Conversely, in female inheritance conditions, the indels seem to be generated in the syncytial blastoderm embryo before cellularization of the ~3 primordial pole-cell precursors that have been estimated to be set aside for the germline at the 128-cell stage29. In fact, at the white locus, we observed only a single indel per female germline, which combined with the ~50% inheritance measured for the gRNA transgene and the fully w- F1 female phenotype, suggests that Cas9 action occurs efficiently at the zygote stage (Fig. 4b). For yellow, we instead observed 1–3 indels generated per F1 female, suggesting that Cas9 cutting happens later or less efficiently prior to pole-cell formation. In the case of yellow, our data are also consistent with a few nuclei escaping Cas9 action in the blastoderm embryo and being converted later during germline development as we observe super-Mendelian inheritance in the offspring of some F1 females (Figs. 4c, 2d, e; Supplementary Fig. 3).
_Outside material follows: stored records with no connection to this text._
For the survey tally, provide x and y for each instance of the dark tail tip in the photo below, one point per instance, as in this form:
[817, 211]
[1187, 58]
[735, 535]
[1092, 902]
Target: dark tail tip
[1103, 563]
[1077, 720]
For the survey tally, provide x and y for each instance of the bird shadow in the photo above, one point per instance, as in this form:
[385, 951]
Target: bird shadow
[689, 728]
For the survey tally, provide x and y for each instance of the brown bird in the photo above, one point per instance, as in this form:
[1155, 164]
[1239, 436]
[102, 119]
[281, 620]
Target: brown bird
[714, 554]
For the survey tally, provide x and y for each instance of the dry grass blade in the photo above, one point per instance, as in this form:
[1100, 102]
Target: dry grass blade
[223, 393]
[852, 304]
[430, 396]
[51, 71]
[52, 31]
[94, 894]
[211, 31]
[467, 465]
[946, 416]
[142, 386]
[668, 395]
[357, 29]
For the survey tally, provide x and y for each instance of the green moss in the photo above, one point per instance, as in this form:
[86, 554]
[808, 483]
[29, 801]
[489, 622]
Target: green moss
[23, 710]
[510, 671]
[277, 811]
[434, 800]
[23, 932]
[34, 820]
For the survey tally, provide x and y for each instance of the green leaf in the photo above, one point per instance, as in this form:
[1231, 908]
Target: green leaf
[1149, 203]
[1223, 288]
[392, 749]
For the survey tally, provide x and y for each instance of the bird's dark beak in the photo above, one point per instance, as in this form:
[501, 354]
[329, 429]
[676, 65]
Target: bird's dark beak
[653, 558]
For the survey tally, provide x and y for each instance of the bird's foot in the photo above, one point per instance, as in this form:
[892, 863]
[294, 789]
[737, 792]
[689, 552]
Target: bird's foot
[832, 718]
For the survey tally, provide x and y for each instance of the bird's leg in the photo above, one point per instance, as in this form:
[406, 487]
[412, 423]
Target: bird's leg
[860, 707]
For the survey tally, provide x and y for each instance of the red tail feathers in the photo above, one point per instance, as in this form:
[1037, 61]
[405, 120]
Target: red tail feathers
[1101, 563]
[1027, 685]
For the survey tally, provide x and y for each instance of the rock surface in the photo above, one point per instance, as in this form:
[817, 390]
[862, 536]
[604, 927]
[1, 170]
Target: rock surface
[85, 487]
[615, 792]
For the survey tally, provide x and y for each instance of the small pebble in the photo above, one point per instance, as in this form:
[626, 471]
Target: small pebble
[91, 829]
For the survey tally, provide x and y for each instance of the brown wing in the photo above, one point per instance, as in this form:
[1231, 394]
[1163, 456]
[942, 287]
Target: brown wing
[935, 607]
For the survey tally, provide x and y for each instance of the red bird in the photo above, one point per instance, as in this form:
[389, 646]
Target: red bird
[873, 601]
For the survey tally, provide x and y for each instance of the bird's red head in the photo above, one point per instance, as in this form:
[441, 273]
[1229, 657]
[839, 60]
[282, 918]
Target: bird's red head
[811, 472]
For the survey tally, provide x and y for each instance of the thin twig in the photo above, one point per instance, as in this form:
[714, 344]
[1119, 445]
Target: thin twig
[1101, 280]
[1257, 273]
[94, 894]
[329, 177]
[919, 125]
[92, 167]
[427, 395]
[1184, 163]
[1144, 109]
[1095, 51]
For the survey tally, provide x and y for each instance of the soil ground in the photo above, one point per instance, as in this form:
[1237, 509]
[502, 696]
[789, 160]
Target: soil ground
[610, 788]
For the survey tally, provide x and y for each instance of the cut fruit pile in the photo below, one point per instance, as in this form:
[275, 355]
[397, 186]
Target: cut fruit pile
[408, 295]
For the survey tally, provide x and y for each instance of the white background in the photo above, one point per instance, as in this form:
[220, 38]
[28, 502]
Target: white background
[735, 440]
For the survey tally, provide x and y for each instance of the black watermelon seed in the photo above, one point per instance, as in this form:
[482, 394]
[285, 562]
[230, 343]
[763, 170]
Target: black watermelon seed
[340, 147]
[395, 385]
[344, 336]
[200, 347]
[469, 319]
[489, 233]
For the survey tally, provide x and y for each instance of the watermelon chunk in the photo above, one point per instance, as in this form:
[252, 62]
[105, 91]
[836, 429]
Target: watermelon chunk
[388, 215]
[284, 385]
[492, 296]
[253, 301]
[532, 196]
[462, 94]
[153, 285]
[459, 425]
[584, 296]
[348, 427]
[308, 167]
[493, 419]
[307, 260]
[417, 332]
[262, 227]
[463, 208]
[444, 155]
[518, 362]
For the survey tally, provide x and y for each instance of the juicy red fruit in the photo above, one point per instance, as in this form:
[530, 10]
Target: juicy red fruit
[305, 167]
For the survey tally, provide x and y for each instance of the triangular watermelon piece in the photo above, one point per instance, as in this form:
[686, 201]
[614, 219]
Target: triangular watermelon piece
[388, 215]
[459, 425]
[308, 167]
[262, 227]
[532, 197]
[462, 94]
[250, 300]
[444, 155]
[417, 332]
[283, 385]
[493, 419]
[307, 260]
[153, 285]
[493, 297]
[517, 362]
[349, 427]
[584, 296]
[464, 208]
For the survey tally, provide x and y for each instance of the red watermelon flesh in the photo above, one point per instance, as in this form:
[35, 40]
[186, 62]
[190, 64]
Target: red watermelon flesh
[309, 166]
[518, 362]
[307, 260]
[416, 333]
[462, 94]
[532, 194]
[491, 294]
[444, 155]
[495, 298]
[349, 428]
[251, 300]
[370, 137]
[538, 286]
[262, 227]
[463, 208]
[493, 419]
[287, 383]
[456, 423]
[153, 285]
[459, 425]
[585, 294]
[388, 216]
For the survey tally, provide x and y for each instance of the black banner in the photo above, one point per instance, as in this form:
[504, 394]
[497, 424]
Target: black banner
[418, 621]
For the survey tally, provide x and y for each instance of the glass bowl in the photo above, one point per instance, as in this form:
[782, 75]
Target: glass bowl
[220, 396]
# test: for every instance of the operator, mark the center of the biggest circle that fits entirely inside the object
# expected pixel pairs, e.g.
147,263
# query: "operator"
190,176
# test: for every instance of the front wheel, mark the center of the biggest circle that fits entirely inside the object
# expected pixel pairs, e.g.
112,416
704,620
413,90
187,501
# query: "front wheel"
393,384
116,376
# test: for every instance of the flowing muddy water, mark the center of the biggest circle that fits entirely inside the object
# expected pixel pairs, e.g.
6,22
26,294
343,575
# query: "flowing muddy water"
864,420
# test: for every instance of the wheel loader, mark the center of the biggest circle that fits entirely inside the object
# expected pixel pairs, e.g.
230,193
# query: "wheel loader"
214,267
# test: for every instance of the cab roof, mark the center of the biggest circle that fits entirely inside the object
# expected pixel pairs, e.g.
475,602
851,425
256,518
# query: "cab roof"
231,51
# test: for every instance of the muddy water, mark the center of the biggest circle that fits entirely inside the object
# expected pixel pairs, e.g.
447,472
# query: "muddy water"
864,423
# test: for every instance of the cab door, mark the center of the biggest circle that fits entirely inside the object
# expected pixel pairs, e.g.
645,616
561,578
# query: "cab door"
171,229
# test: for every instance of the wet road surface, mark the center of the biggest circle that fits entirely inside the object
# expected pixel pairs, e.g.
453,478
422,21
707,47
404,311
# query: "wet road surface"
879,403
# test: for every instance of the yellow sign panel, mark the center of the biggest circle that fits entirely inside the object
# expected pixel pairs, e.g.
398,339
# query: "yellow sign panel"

While our findings are not conclusive, all cases of female inheritance analyzed here and reported in previous studies using comparable reagents1,4,16,17 support the hypothesis that Cas9-mediated cleavage leads either to copying via gene conversion or to the generation of resistant alleles. The results also suggest that such events occur during early embryogenesis, perhaps at differing stages, but prior to formation of the mature germline. Importantly, our system allowed us to evaluate, in the same animal, the simultaneous action of two gRNAs and identify how they differ in the maternal effect on super-Mendelian inheritance (Fig. 4).

Controlled tGD activation in the adult germline

Our above-presented studies on female germline resistance suggest that the Cas9-induced cleavage events could happen as early as the zygote stage. As resistant alleles pose a potential problem to gene-drive applications, we wondered how tGD would perform when Cas9 activity was solely restricted to the adult germline. This is an important question since, to our knowledge, no published gene-drive work has thus far been able to precisely establish the timing of drive conversion events.

We recently developed a small-molecule-controlled system for use in active genetics approaches including CRISPR-based gene-drive systems30. Briefly, we fused Escherichia coli dihydrofolate reductase domains to SpCas9 to promote its rapid proteasomal degradation in the absence of the stabilizing small molecule trimethoprim (TMP)31,32. We showed that TMP addition to the fruit fly diet stabilized our modified SpCas9 (DD2-Cas9) and sustained super-Mendelian inheritance control of a CopyCat active genetic element30.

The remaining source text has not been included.